Gastronomic Curiosities

2020-08-12
Blog

Conventual Sweets

            Sweets were always present in the portuguese Convents and Monasteries, of course quite different, from what we know today. Before sugar, cakes were sweetened with honey, technique introduced by muslims and still used in the Maghreb region. It was only in the XVIth century that sugar became one of the main ingredients allowing nuns and maids to create different syrups.

            It’s a known fact that conventual sweets have a huge amount of yolks and of course, sugar and almonds, as key ingredients.

            Regarding the egg whites, most of them were exported and used to iron clothes or as a purifying element on the wine industry.

            In the XVIIIth and XIXth centuries Portugal would become one of the biggest egg producer in Europe.

            However with so many egg whites being used for different things, the yolks normally went to the trash or were given to pigs.

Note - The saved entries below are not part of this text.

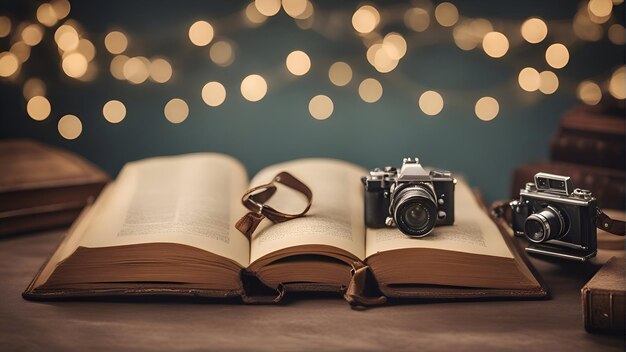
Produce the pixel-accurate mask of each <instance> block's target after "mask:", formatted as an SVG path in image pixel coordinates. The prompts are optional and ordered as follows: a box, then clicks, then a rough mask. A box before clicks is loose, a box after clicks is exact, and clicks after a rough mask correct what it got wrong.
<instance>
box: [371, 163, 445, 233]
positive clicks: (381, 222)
mask: <svg viewBox="0 0 626 352" xmlns="http://www.w3.org/2000/svg"><path fill="white" fill-rule="evenodd" d="M361 181H362V182H363V185H364V187H365V224H366V225H367V226H368V227H372V228H380V227H385V226H397V227H398V229H400V231H402V232H403V233H404V234H406V235H408V236H411V237H423V236H426V235H428V234H429V233H431V232H432V230H433V228H434V227H435V226H436V225H452V224H453V223H454V185H455V184H456V180H455V179H454V178H453V177H452V174H451V173H450V172H449V171H443V170H432V171H430V172H428V171H426V170H425V169H424V168H423V167H422V165H420V163H419V161H418V159H417V158H404V160H403V161H402V168H401V169H400V172H398V171H397V170H396V168H393V167H391V166H387V167H385V168H384V169H382V170H381V169H374V170H371V171H370V176H369V177H363V178H362V179H361Z"/></svg>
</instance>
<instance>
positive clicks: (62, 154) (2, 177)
mask: <svg viewBox="0 0 626 352" xmlns="http://www.w3.org/2000/svg"><path fill="white" fill-rule="evenodd" d="M0 165H2V168H3V170H2V173H0V236H2V235H8V234H16V233H21V232H25V231H32V230H42V229H46V228H52V227H57V226H64V225H69V224H71V223H72V221H74V219H76V217H77V216H78V214H80V211H81V210H82V208H83V207H84V206H85V205H86V204H88V201H89V200H90V199H91V198H93V197H95V196H97V195H98V193H99V192H100V191H101V190H102V188H103V187H104V185H105V184H106V183H107V182H108V181H109V177H108V176H107V175H106V174H105V173H104V172H103V171H101V170H100V169H98V168H97V167H96V166H94V165H92V164H91V163H89V162H88V161H86V160H85V159H83V158H81V157H79V156H77V155H75V154H73V153H70V152H67V151H63V150H61V149H59V148H55V147H52V146H49V145H45V144H43V143H39V142H36V141H33V140H28V139H15V140H5V141H0Z"/></svg>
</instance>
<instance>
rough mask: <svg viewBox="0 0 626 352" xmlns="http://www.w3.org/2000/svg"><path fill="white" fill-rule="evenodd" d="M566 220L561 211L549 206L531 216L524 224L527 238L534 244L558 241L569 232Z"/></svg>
mask: <svg viewBox="0 0 626 352" xmlns="http://www.w3.org/2000/svg"><path fill="white" fill-rule="evenodd" d="M566 225H567V224H566V222H565V219H564V218H563V215H562V214H561V212H560V211H559V210H557V209H556V208H555V207H553V206H551V205H548V206H546V207H545V208H544V210H542V211H540V212H538V213H534V214H531V215H530V216H529V217H528V218H527V219H526V222H525V223H524V234H525V235H526V238H527V239H528V240H529V241H531V242H534V243H542V242H546V241H549V240H553V239H558V238H560V237H562V236H563V235H565V233H566V232H567V231H566V230H567V226H566Z"/></svg>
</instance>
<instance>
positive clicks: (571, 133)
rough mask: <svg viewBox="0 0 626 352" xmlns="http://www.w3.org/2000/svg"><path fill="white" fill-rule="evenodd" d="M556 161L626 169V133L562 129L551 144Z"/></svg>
mask: <svg viewBox="0 0 626 352" xmlns="http://www.w3.org/2000/svg"><path fill="white" fill-rule="evenodd" d="M550 159H552V160H555V161H563V162H570V163H576V164H585V165H591V166H598V167H606V168H611V169H617V170H622V171H624V170H626V143H625V138H624V135H623V134H621V135H613V134H605V135H603V134H596V133H580V132H573V131H561V132H559V133H557V134H556V135H555V136H554V137H553V138H552V142H551V144H550Z"/></svg>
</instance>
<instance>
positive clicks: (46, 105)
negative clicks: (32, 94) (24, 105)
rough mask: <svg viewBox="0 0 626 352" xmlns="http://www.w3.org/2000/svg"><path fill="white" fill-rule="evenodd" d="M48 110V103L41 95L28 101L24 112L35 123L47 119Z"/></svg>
mask: <svg viewBox="0 0 626 352" xmlns="http://www.w3.org/2000/svg"><path fill="white" fill-rule="evenodd" d="M50 110H51V107H50V102H49V101H48V99H46V98H45V97H43V96H41V95H37V96H34V97H32V98H30V99H28V103H26V112H27V113H28V116H30V118H31V119H33V120H35V121H43V120H45V119H46V118H48V116H50Z"/></svg>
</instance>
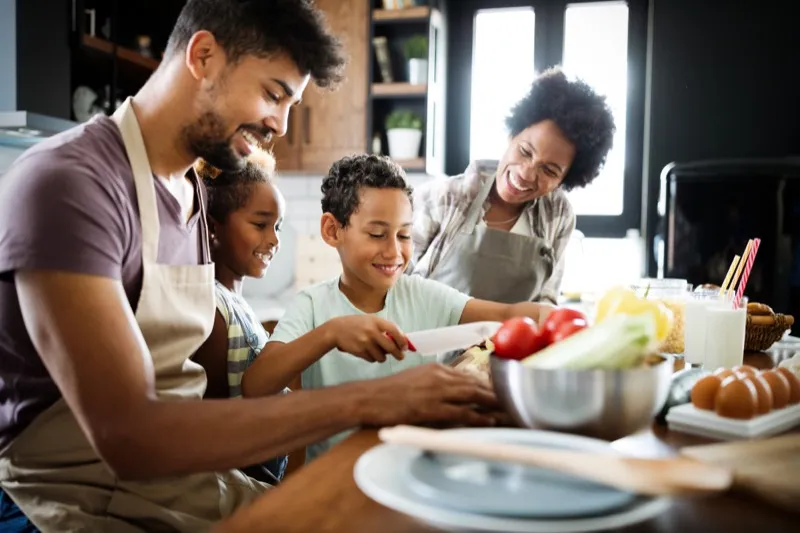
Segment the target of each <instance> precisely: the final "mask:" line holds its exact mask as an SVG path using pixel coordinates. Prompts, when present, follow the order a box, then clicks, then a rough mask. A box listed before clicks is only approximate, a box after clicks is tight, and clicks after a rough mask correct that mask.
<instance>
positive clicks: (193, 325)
mask: <svg viewBox="0 0 800 533" xmlns="http://www.w3.org/2000/svg"><path fill="white" fill-rule="evenodd" d="M113 118H114V120H115V121H116V122H117V124H118V126H119V128H120V131H121V132H122V140H123V142H124V144H125V149H126V151H127V154H128V159H129V160H130V164H131V168H132V170H133V177H134V183H135V187H136V198H137V201H138V204H139V218H140V219H141V224H142V262H143V280H142V292H141V296H140V297H139V304H138V307H137V309H136V322H137V323H138V325H139V328H140V330H141V332H142V335H143V336H144V339H145V341H146V343H147V347H148V349H149V351H150V355H151V356H152V359H153V366H154V369H155V381H156V384H155V385H156V390H157V394H158V397H159V398H160V399H162V400H165V401H174V400H178V401H180V400H186V399H191V400H200V399H202V397H203V393H204V391H205V387H206V376H205V372H204V370H203V368H202V367H201V366H200V365H199V364H197V363H195V362H193V361H192V360H191V359H190V356H191V355H192V354H194V352H195V351H196V350H197V348H198V347H199V346H200V345H201V344H202V343H203V342H204V341H205V339H206V338H207V337H208V335H209V334H210V332H211V329H212V327H213V323H214V313H215V309H216V305H215V302H214V265H213V264H212V263H210V259H209V257H208V246H205V247H204V250H205V256H206V257H205V259H206V260H205V264H202V265H186V266H184V265H180V266H172V265H161V264H158V263H157V262H156V257H157V254H158V237H159V227H160V226H159V222H158V211H157V205H156V193H155V186H154V183H153V182H154V177H153V174H152V171H151V169H150V164H149V162H148V159H147V153H146V151H145V147H144V141H143V139H142V134H141V130H140V129H139V124H138V122H137V120H136V115H135V114H134V111H133V108H132V106H131V99H130V98H128V100H126V101H125V103H124V104H123V105H122V106H121V107H120V108H119V109H118V110H117V112H116V113H115V114H114V117H113ZM200 223H201V224H202V226H201V231H202V238H203V239H207V238H208V228H207V222H206V216H205V206H204V202H202V201H201V202H200ZM152 438H154V439H157V438H158V435H153V436H152ZM196 445H197V446H202V445H203V444H202V443H196ZM0 485H1V486H2V488H3V490H5V491H6V493H7V494H8V495H9V496H10V497H11V498H12V499H13V500H14V502H15V503H16V504H17V505H18V506H19V507H20V508H21V509H22V511H23V512H24V513H25V514H26V515H27V516H28V517H29V518H30V520H31V521H32V522H33V523H34V524H35V525H36V527H38V528H39V529H40V530H42V531H43V532H45V533H47V532H50V531H70V532H76V531H91V532H114V533H129V532H135V531H136V532H138V531H187V532H189V531H191V532H196V531H203V530H206V529H208V528H209V527H210V526H211V524H212V523H213V522H214V521H217V520H219V519H221V518H222V517H224V516H227V515H229V514H230V513H231V512H232V511H233V510H234V509H235V508H237V507H239V506H241V505H242V504H245V503H247V502H249V501H251V500H252V499H253V498H254V497H255V496H257V495H259V494H261V493H263V492H264V490H266V489H267V488H268V485H265V484H261V483H259V482H257V481H255V480H253V479H251V478H248V477H247V476H245V475H244V474H242V473H241V472H240V471H238V470H231V471H228V472H220V473H213V472H210V473H202V474H194V475H189V476H183V477H175V478H168V479H158V480H152V481H145V482H138V481H137V482H126V481H121V480H119V479H117V478H116V477H115V476H114V474H113V472H111V470H110V469H109V468H108V466H107V465H106V464H105V463H104V462H103V461H102V459H100V457H99V456H98V455H97V453H96V452H95V451H94V449H93V448H92V446H91V445H90V444H89V441H88V440H87V438H86V436H85V435H84V433H83V431H81V428H80V427H79V425H78V422H77V420H76V418H75V416H74V415H73V413H72V411H71V410H70V409H69V407H68V406H67V404H66V403H65V402H64V399H63V398H61V399H60V400H58V401H57V402H56V403H55V404H54V405H53V406H51V407H50V408H49V409H47V410H46V411H45V412H43V413H42V414H40V415H39V416H38V417H37V418H36V419H34V421H33V422H32V423H31V424H30V425H29V426H28V427H26V428H25V429H24V430H23V431H22V433H21V434H20V435H19V436H18V437H17V438H16V439H15V440H14V441H13V442H12V443H11V444H10V445H9V446H8V447H7V448H6V449H5V450H3V451H2V452H0Z"/></svg>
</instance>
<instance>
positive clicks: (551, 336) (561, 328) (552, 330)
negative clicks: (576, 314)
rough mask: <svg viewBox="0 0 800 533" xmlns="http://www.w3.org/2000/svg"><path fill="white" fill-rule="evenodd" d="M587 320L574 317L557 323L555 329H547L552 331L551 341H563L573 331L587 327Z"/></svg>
mask: <svg viewBox="0 0 800 533" xmlns="http://www.w3.org/2000/svg"><path fill="white" fill-rule="evenodd" d="M586 326H587V325H586V321H585V320H583V319H582V318H574V319H572V320H570V321H565V322H561V323H560V324H557V325H556V326H555V328H554V329H552V330H549V329H548V330H546V331H550V332H551V341H552V342H554V343H555V342H561V341H563V340H564V339H566V338H567V337H569V336H570V335H572V334H573V333H577V332H579V331H580V330H582V329H584V328H586Z"/></svg>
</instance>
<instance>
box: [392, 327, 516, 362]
mask: <svg viewBox="0 0 800 533" xmlns="http://www.w3.org/2000/svg"><path fill="white" fill-rule="evenodd" d="M501 325H502V322H473V323H470V324H459V325H457V326H449V327H446V328H436V329H426V330H422V331H415V332H414V333H407V334H406V337H407V338H408V340H409V341H410V342H411V344H413V345H414V347H416V351H415V352H414V353H417V354H419V355H438V354H442V353H446V352H450V351H453V350H466V349H467V348H469V347H470V346H473V345H475V344H478V343H480V342H482V341H483V340H484V339H485V338H487V337H491V336H492V335H494V334H495V332H496V331H497V330H498V328H499V327H500V326H501Z"/></svg>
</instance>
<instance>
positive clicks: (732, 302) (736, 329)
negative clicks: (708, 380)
mask: <svg viewBox="0 0 800 533" xmlns="http://www.w3.org/2000/svg"><path fill="white" fill-rule="evenodd" d="M746 325H747V298H744V297H743V298H742V301H741V302H740V303H739V305H738V306H735V305H734V300H733V299H730V300H727V301H726V302H725V303H724V305H721V306H712V307H709V308H707V309H706V353H705V360H704V361H703V366H704V367H705V368H707V369H708V370H710V371H712V372H713V371H714V370H716V369H717V368H720V367H722V368H732V367H734V366H736V365H741V364H742V363H743V362H744V336H745V327H746Z"/></svg>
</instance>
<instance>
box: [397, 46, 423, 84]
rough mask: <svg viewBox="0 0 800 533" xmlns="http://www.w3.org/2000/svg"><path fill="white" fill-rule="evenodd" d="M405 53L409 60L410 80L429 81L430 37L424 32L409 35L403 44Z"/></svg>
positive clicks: (408, 76)
mask: <svg viewBox="0 0 800 533" xmlns="http://www.w3.org/2000/svg"><path fill="white" fill-rule="evenodd" d="M403 55H405V58H406V61H407V62H408V82H409V83H411V84H413V85H422V84H425V83H428V37H427V36H425V35H422V34H419V35H413V36H411V37H409V39H408V40H407V41H406V42H405V43H404V44H403Z"/></svg>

            The huge amount of yolks that existed and the sugar, that was arriving from Brazil, were the perfect combination to create and improve the sweets that were being made in convents. It’s not hard to understand that the names of the sweets were given by nuns or made inside convents. Hence the origin of, for instance: papos-de-anjo (angel’s belly), barriga-de-freira (nun´s belly), beijos-de-freira (nun´s kisses) or toucinho-do-céu (bacon from heaven).

Alheira

            The origin of this sausage seems to be associated to the portuguese Jews in way to escape Inquisition.

            Since they don’t eat pork, Jews didn’t had the portuguese tradition of producing the typical sausages and that, small thing, was enough for the inquisitors to be able to distinguish who was Christian and who was not, since they would be the only ones not smoking the pork sausages.

            In the end of the XVth century and beginnings of the XVIth there was a big Jewish community in Trás-os-Montes, that had arrived from Castela (Spain), where they had been expelled buy the Catholic kings (Isabel and Fernando) in 1492.

            To evade the Inquisition, Jews, or in this case, New-Christians invented the alheira, a sausage that was made with all sort of meat except pork (chicken, duck, rabbit or veal) with bread, olive oil and lots of garlic. This last ingredient gave name to the sausage (garlic in portuguese is alho).

            This sausage also started being made by Christians, but they added pork meat to theirs.

            That’s why the alheira is traditionally linked to Trás-os-Montes (North of Portugal) and it’s from this region that comes one of the most famous alheira, the alheira of Mirandela.

Tempura

            The tempura recipe, that consists on frying vegetables or shellfish in a light batter, is portuguese.

            It were the portuguese Jesuits that took this way of cooking to the Far East, especially Japan.

            During Lent, unable to eat meat, the missionairies from the Society of Jesus, living in Japan, opted to eat vegetables and shellfish, properly seasoned and wrapped in a batter.

            Moreover, the word “tempura” as it’s origins on the portuguese word “tempero” (meaning seasoning).

            The recipe started being adopted by the japanese that adjusted it to their own gastronomy.

Francesinha

            According to reports francesinha was brought by a portuguese emmigrant, who lived quite some time in France, and it’s inspiration was probably the “croque monsieur” (sandwich made with cheese and ham grilled or fryed).

            The francesinha is made with bread and a lot of different meats (ham, different sausages, pork or cow), covered in cheese and a hot spice sauce on top of it.

            It’s maker wanted the sandwich, as spicy as the french ladies, though it’s name (francesinha means literally little french girl).             The connoisseurs say that the secret is in the sauce. One knows that it has onions, garlic, tomatoes, beer, white wine, Port wine,…the rest? The rest it’s a secret.